Il fattore in gioco in questa correlazione è molto probabilmente l’ossigeno, o meglio la sua carenza. In alta quota, infatti, c’è una rarefazione di questo elemento, che porta a una riduzione dei livelli di ossigeno nel sangue (ipossiemia). “In letteratura è già stato riportato più volte che un abbassamento dell’ossigeno nel sangue può rappresentare un antefatto della tragica morte per SIDS” spiega Piumelli. Ma attenzione: non stiamo parlando di soffocamento, nel quale la totale assenza di ossigeno o una sua carenza importante sono cause dirette di morte. In questi casi siamo di fronte a livelli subottimali, che in genere non danno comunque problemi, ma che in alcuni bambini vulnerabili possono avere esiti catastrofici. “In altre parole, l’ipossiemia sarebbe un fattore in grado di smascherare una vulnerabilità di base del bambino” commenta il pediatra.

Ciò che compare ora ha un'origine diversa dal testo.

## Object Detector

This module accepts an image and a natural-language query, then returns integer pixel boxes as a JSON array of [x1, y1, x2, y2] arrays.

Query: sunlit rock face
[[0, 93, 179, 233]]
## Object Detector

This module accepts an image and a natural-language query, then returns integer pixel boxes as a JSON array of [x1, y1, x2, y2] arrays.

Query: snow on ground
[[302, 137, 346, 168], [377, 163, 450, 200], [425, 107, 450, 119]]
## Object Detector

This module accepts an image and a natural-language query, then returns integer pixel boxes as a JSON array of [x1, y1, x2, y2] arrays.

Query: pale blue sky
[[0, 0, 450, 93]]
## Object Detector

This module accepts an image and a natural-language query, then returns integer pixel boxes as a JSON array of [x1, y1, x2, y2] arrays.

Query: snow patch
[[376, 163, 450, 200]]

In effetti, il modello elaborato per spiegare la morte in culla prevede proprio la partecipazione contemporanea di tre fattori (modello del triplice rischio): l’esistenza di una finestra critica nel primo anno di vita (e soprattutto tra due e quattro mesi); la presenza di una vulnerabilità di base (in particolare difetti nella capacità di regolazione respiratoria e cardiaca, dovuti per esempio ad anomalie del tronco encefalico); l’azione di fattori esterni scatenanti, come il dormire a pancia in giù, specie su superfici morbide, il fumo di sigaretta o, appunto, l’altitudine. E alcuni di questi fattori potrebbero avere in comune proprio il fatto di portare a una minore disponibilità di ossigeno nel sangue, con aumento dei livelli di anidride carbonica.

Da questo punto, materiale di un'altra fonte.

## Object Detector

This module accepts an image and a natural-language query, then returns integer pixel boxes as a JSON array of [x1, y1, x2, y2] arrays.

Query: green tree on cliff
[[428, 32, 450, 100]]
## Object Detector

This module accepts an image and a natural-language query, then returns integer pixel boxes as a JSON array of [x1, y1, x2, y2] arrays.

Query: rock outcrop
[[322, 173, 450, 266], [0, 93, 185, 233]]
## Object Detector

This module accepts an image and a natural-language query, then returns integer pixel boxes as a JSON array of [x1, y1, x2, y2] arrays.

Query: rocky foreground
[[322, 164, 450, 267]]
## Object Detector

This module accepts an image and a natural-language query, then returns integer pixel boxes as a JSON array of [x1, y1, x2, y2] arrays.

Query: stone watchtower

“In genere, quando questo succede, l’organismo reagisce con una serie di meccanismi “salvavita”, per esempio meccanismi di stabilizzazione della frequenza respiratoria e cardiaca, oppure il cosiddetto arousal, una sorta di prerisveglio” afferma Piumelli. “In alcuni bambini, però, questo non succede e il risultato è purtroppo un decesso improvviso”.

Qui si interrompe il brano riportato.